# pictures of my Merckx Professional 753 finally done!



## martinrjensen (Sep 23, 2007)

http://forums.roadbikereview.com/showthread.php?p=2534960#poststop
I posted them in the Gallery also but heres a link to find them easily. It hasn't even been out for a ride yet, just a picture shoot. Unfortunately I took my color chip down to Elliot Bay Cycles today to compare my powder coat color choice (RAL 2004) with one of their Molteni Merckx's on display. Their's is a repaint also but my color chip really wasn't close to their orange. My bike looks like it has more red in the orange than the one in the shop and I can only think that they painted it fairly close to the "proper" color as they are a frame shop (Davidson Frames).
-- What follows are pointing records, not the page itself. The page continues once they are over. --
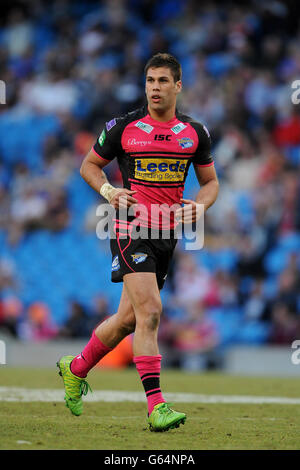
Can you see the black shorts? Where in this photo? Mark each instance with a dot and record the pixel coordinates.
(141, 256)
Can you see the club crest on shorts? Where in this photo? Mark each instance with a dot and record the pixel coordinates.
(115, 265)
(139, 257)
(185, 142)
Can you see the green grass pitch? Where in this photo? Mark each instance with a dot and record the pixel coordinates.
(123, 426)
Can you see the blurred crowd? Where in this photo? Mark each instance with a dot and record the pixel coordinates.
(69, 66)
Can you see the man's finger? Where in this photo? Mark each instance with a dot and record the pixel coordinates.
(187, 201)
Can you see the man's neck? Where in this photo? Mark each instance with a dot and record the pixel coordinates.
(164, 116)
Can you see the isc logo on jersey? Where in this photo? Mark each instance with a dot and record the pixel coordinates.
(167, 169)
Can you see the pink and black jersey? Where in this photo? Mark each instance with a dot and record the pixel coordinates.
(154, 158)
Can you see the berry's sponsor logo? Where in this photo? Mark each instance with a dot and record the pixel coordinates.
(115, 266)
(102, 138)
(185, 142)
(144, 127)
(178, 128)
(170, 169)
(142, 143)
(110, 124)
(139, 257)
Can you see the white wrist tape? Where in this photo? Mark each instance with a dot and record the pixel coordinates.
(107, 191)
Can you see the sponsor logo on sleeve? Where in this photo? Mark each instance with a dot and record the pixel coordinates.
(115, 266)
(185, 142)
(178, 128)
(164, 169)
(139, 257)
(102, 138)
(206, 130)
(144, 127)
(110, 124)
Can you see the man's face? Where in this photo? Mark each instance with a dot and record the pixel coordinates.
(161, 89)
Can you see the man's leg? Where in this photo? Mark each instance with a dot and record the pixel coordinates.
(143, 293)
(104, 338)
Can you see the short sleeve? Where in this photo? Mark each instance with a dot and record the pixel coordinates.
(203, 155)
(107, 144)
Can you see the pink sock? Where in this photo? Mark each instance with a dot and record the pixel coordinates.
(89, 357)
(148, 368)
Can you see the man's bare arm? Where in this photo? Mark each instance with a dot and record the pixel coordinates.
(92, 172)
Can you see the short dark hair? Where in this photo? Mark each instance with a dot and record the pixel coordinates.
(162, 59)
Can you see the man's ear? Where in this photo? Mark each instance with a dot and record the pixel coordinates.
(178, 86)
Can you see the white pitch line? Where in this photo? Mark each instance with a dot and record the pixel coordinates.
(16, 394)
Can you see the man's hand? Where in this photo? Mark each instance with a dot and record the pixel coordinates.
(122, 198)
(190, 212)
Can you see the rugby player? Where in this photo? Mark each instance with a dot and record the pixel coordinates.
(154, 146)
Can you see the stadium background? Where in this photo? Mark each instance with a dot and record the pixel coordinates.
(68, 67)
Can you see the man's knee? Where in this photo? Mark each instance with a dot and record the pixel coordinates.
(127, 323)
(148, 314)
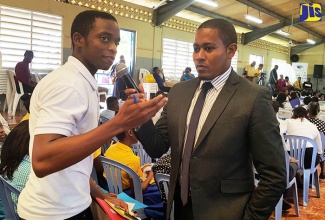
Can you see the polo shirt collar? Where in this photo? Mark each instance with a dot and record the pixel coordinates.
(84, 72)
(124, 147)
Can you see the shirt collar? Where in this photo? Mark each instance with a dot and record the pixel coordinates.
(123, 147)
(83, 71)
(218, 81)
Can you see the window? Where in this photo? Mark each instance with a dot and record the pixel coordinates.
(177, 55)
(125, 48)
(22, 30)
(257, 58)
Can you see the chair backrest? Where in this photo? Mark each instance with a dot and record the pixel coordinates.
(162, 181)
(6, 191)
(322, 136)
(140, 152)
(12, 75)
(113, 170)
(297, 146)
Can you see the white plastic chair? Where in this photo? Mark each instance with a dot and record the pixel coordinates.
(113, 170)
(15, 95)
(292, 183)
(297, 150)
(7, 91)
(162, 179)
(37, 77)
(6, 191)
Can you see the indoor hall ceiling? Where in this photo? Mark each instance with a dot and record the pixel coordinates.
(276, 14)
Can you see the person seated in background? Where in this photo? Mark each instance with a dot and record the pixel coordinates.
(23, 74)
(281, 83)
(281, 99)
(250, 70)
(122, 152)
(15, 164)
(26, 101)
(112, 109)
(257, 73)
(119, 85)
(160, 80)
(314, 99)
(187, 75)
(308, 86)
(288, 84)
(306, 101)
(298, 85)
(157, 116)
(4, 130)
(313, 110)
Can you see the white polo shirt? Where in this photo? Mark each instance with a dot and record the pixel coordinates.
(64, 102)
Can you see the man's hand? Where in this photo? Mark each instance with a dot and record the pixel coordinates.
(293, 160)
(133, 114)
(2, 134)
(116, 201)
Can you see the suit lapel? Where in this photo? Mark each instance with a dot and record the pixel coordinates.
(219, 106)
(184, 105)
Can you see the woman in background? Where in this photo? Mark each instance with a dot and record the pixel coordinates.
(15, 163)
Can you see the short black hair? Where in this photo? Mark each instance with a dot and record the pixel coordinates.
(85, 20)
(226, 30)
(276, 106)
(14, 149)
(27, 52)
(299, 112)
(314, 99)
(307, 100)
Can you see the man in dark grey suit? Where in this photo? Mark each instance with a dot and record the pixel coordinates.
(236, 128)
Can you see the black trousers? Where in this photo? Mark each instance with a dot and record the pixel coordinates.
(182, 212)
(84, 215)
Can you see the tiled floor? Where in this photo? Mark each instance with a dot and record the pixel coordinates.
(315, 209)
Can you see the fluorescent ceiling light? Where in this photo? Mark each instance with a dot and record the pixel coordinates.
(253, 19)
(207, 2)
(283, 32)
(310, 41)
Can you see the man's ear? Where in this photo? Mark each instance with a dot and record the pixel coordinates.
(78, 39)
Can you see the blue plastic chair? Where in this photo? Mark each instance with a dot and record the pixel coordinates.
(113, 170)
(292, 183)
(140, 152)
(297, 150)
(6, 191)
(164, 180)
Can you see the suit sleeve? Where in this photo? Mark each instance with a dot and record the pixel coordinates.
(155, 139)
(268, 158)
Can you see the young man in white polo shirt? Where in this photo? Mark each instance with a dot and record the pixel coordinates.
(63, 125)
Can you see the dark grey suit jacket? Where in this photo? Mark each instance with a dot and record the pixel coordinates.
(241, 128)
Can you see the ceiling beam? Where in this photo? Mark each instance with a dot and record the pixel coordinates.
(281, 18)
(163, 13)
(234, 22)
(258, 33)
(300, 48)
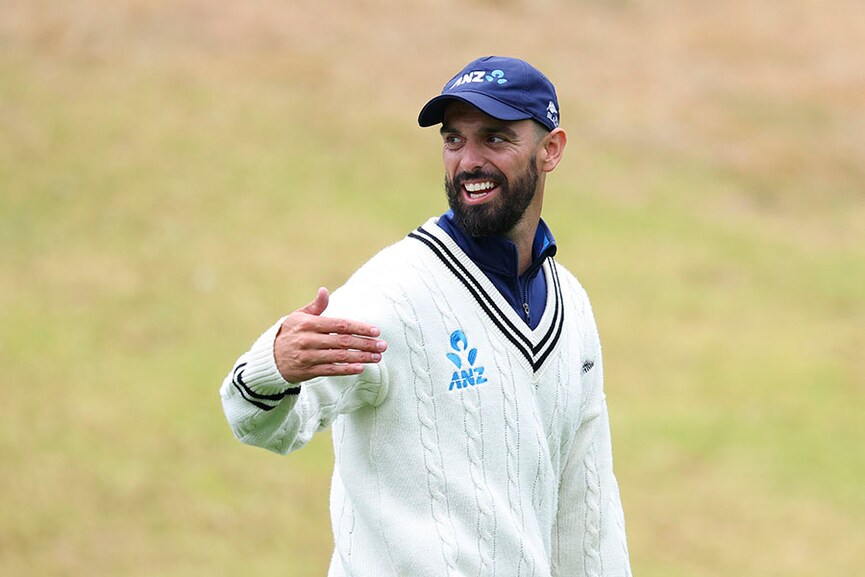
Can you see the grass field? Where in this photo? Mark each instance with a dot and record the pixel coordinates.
(176, 175)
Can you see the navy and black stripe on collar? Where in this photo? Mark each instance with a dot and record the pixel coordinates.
(535, 349)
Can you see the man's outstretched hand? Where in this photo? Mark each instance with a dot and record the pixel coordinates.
(309, 345)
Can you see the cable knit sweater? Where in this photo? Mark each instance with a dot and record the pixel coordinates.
(476, 447)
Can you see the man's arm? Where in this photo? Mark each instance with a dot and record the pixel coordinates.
(275, 396)
(589, 537)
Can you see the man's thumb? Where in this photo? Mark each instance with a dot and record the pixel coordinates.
(317, 306)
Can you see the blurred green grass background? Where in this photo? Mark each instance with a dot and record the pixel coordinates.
(176, 175)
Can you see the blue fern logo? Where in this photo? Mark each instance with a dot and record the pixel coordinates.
(467, 373)
(496, 75)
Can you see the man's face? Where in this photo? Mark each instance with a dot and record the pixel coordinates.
(491, 172)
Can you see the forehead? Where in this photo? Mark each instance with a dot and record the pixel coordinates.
(461, 115)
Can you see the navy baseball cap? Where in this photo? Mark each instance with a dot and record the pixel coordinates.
(504, 88)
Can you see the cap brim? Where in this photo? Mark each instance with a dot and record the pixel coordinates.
(434, 110)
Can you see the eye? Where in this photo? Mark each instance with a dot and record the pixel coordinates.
(452, 140)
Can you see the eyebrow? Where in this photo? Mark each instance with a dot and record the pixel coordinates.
(501, 129)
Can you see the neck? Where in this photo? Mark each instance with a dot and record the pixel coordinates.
(523, 234)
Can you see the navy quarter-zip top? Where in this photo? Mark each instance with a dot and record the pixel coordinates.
(499, 260)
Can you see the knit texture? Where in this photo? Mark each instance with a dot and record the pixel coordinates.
(476, 447)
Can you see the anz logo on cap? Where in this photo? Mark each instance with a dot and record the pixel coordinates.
(496, 76)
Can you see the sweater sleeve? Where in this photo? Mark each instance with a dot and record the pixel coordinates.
(266, 411)
(589, 537)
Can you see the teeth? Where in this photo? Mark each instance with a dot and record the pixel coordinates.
(478, 186)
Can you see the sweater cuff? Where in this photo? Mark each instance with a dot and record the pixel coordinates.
(261, 374)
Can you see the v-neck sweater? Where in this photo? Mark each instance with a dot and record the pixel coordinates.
(477, 446)
(499, 259)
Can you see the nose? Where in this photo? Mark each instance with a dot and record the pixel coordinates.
(471, 157)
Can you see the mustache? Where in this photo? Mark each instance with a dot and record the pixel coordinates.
(494, 177)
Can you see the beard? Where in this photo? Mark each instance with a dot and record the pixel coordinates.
(503, 213)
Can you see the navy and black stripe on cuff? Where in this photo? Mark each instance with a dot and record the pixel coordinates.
(258, 399)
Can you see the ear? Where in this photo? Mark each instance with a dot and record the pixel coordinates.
(552, 147)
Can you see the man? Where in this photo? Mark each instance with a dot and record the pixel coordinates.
(460, 369)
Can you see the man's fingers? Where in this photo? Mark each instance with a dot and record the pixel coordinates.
(343, 342)
(319, 357)
(346, 327)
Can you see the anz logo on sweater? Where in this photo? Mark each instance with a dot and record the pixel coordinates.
(468, 374)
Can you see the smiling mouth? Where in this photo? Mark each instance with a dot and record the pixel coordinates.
(479, 190)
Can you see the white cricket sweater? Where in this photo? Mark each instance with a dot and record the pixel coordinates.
(476, 447)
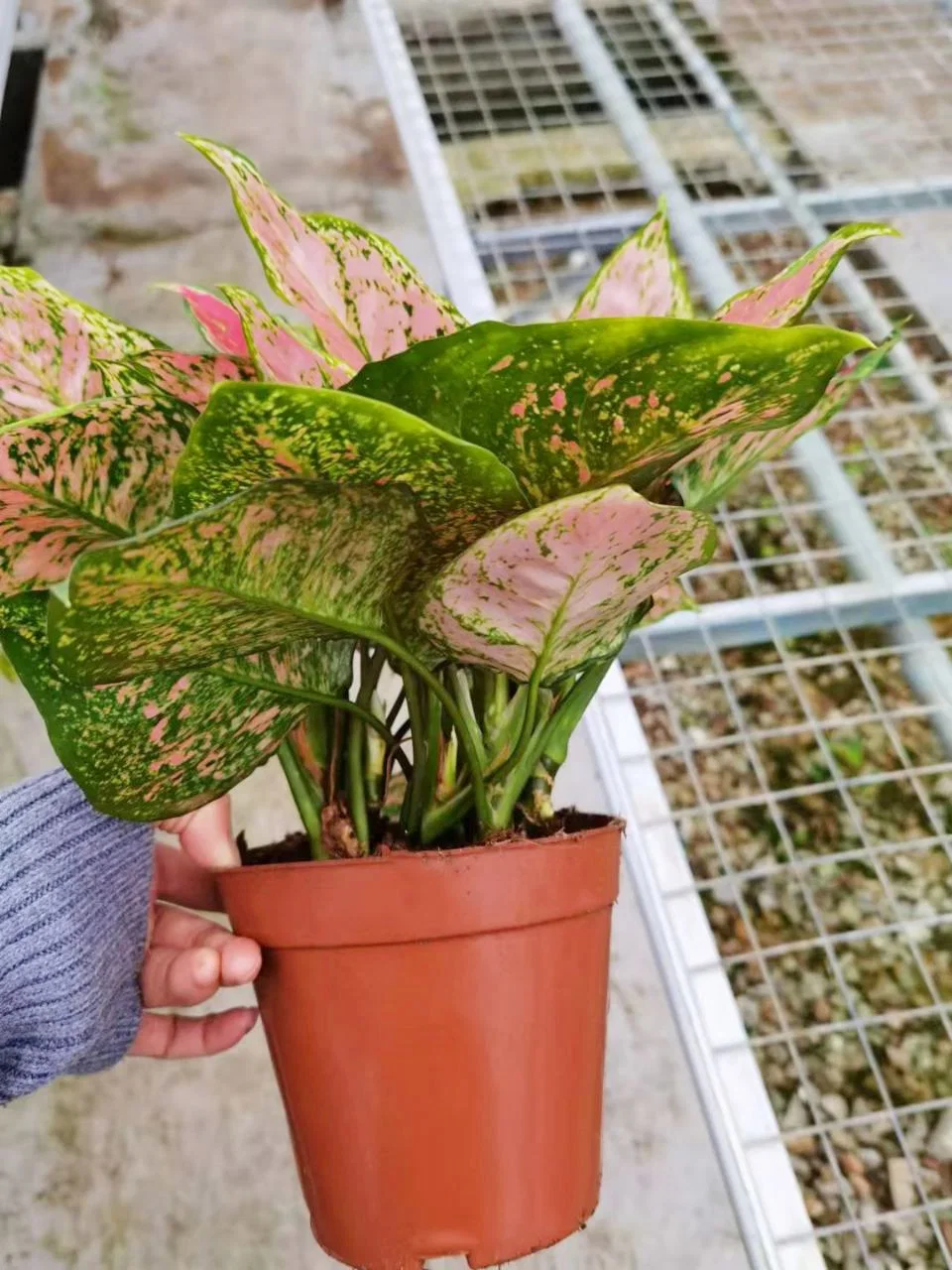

The only thing I have going for my bike color is that there were so many different builders that maybe, just maybe Molteni Orange covers a whole range of shades. If not then, Oh well....
It should ride well enough with the Chorus 10 spd components


----------



## dbh (Oct 15, 2008)

Beautiful job. Let's get a ride report soon.


----------



## martinrjensen (Sep 23, 2007)

*ride report*

Did about a 15 mile ride a couple days ago. I have a 90/91 corsa so I have something to compare this too. It's got a real good tight nimble feel to it. It works well with the 10 speed gears, no issues there also. I do think it feels a little it stiffer than my Corsa, but not in a harsh way. It's just a little lighter than my Corsa too. Again, it's a very pleasant ride I get the feeling l could put a lot of miles comfortably on it. I dropped the saddle height a touch after my first ride but that's about the only adjustment post ride I had to make.
I'm going for a ride in a few minutes but it's gonna rain out, I can tell, so I will be riding my rain bike. I will ride the Merckx on a longer ride in a couple days, (Christmas day probably) when the weather is supposed to be nice out.


dbh said:


> Beautiful job. Let's get a ride report soon.


----------